Slave of the blade
I got myself a safety razor! I do go back and forth with shaving but I figured since I do shave from time to time and Giac's disposable blades that I've been borrowing got my skin pretty irritated, I wanted to commit to the good ol' safety razor.
It took me a long while to pick one.
Last Christmas I got my dad one from Amazon that claimed to be sustainable and had a bamboo handle and stuff, but I'm trying to stop supporting Amazon AND I was hoping to find something locally produced to avoid shipment. I had my eyes on a couple of options but wasn't 100% sold on the design (I wanted something that would be visually pleasant as well as serve the purpose).
Eventually, I found this company. Unfortunately it's not New Zealand based, but I figured I would compromise in favour of a product I was hopefully going to love.
After strenuous months of research, I knew I wanted a double-edge (for more shaving surface), three-piece design (the two-piece sounded difficult to clean and the one piece scared the shit out of me). I also wanted one with a detachable head that you have to unscrew to remove and change the blade, as opposed to one that unscrews at the bottom, because I watched a video of someone saying that with the screw-bottom you can accidentally screw it open while using it - as if I wasn't terrified enough already.
So I ordered this one (it's still on sale by the way!). When it arrived a couple of weeks later, it looked like this:
The packaging had zero plastic, the razor itself came in a lovely hemp bag, and it included ten individually wrapped (in paper) double-edged razor blades (officially the freaking scariest thing I've ever handled).

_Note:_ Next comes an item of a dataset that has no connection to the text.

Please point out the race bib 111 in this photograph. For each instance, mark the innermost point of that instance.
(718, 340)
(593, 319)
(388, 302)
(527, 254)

I tried it straight away. My first attempt took place in the shower, and was only limited to the lower half of my legs. It sure was a peculiar experience.
A safety razor is way heavier than a regular disposable razor, and needs much more attention and focus when used. It took me the longest time and my vision was blurred by sweat dripping down my forehead into my eyes.

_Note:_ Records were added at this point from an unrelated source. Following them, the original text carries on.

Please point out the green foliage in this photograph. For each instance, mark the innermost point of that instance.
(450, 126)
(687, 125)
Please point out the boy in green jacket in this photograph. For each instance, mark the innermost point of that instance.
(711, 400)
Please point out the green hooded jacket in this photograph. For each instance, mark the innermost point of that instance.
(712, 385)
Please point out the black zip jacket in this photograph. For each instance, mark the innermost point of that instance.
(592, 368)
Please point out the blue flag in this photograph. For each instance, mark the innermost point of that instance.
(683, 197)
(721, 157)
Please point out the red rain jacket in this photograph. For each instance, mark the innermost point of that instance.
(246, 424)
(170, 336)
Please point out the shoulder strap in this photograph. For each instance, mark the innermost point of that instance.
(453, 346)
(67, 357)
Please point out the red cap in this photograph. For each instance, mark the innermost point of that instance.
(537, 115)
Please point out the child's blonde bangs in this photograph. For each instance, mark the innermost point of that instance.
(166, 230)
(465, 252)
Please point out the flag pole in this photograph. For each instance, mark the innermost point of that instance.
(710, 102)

Eventually, it was over. I only managed to cut myself twice, on both ankles - which to be fair is not an unusual occurrence every time I use a fresh new blade. The final result was not spectacular - I had high expectations after a friend told me safety razors give a much closer shave than regular razors, however my skin felt bumby and definitely not as smooth as I was hoping.

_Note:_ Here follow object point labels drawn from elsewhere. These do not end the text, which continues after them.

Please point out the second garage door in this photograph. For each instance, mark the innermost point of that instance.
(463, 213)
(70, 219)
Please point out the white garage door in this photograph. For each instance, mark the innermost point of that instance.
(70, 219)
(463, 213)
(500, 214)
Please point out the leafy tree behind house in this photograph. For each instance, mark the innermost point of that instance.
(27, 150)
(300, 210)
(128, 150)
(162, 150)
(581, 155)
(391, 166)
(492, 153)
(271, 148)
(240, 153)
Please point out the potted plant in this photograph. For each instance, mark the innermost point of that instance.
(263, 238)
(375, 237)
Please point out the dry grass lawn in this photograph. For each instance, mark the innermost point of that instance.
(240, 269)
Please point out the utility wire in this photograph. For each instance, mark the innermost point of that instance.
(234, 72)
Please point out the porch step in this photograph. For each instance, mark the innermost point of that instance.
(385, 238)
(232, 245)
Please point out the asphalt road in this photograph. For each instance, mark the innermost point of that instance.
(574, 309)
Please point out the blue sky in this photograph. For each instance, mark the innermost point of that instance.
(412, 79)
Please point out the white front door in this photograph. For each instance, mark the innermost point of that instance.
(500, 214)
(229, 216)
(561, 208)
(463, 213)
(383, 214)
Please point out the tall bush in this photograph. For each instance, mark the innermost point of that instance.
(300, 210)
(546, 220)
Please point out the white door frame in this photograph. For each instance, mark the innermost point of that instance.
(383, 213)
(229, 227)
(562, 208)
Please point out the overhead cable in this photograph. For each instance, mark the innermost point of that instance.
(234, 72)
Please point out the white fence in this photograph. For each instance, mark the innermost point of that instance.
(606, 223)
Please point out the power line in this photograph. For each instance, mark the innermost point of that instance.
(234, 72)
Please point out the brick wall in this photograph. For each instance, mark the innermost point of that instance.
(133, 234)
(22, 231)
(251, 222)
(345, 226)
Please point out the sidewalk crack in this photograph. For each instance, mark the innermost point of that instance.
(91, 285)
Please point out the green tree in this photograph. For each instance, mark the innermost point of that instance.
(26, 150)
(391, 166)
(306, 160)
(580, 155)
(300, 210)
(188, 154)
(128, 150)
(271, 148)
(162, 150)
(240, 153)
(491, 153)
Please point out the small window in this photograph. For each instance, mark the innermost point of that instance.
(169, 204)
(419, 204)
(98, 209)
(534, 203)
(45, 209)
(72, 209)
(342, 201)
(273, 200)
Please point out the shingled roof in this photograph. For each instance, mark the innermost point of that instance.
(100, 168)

(I also missed some spots accidentally - see below - and some purposefully - my knees. Too bony.)
A couple of days later, I tried my thighs. This time it felt easier. I'd read that the best way to use a safety razor is to orient it at a 35 degree angle or something, but had no idea what that meant until I figured you basically just need to press the flat part of the head against your skin (this is where the blade peeks out from the head). Except, you don't have to press! The weight of the razor does all the job. You can literally hold the handle between two fingers and GENTLY slide it up your legs, and if the orientation is right the blade will pick up all your hairs.
My thighs ended up much smoother than my calves, but the hair up there is also thinner, so I'm not sure where the merit goes. So far I haven't ventured any higher that that - and to be fair I don't see anything as sharp as that devilish blade going anywhere near my pubes.
I reckon I need some more practice, but so far I'm quite satisfied with the experience. My favourite part is probably how easy it is to clean: you just have to unscrew the head, take the three pieces apart, and rinse them. You need to be extra careful when handling the blade, but it's still much neater than having to pluck the hairs off the back of a disposable razor.
I will let you know if I ever take a chance on my pits (but I doubt it). Honestly, I don't think I shave enough to justify a full review of a safety razor, but at least now my conscience is clear.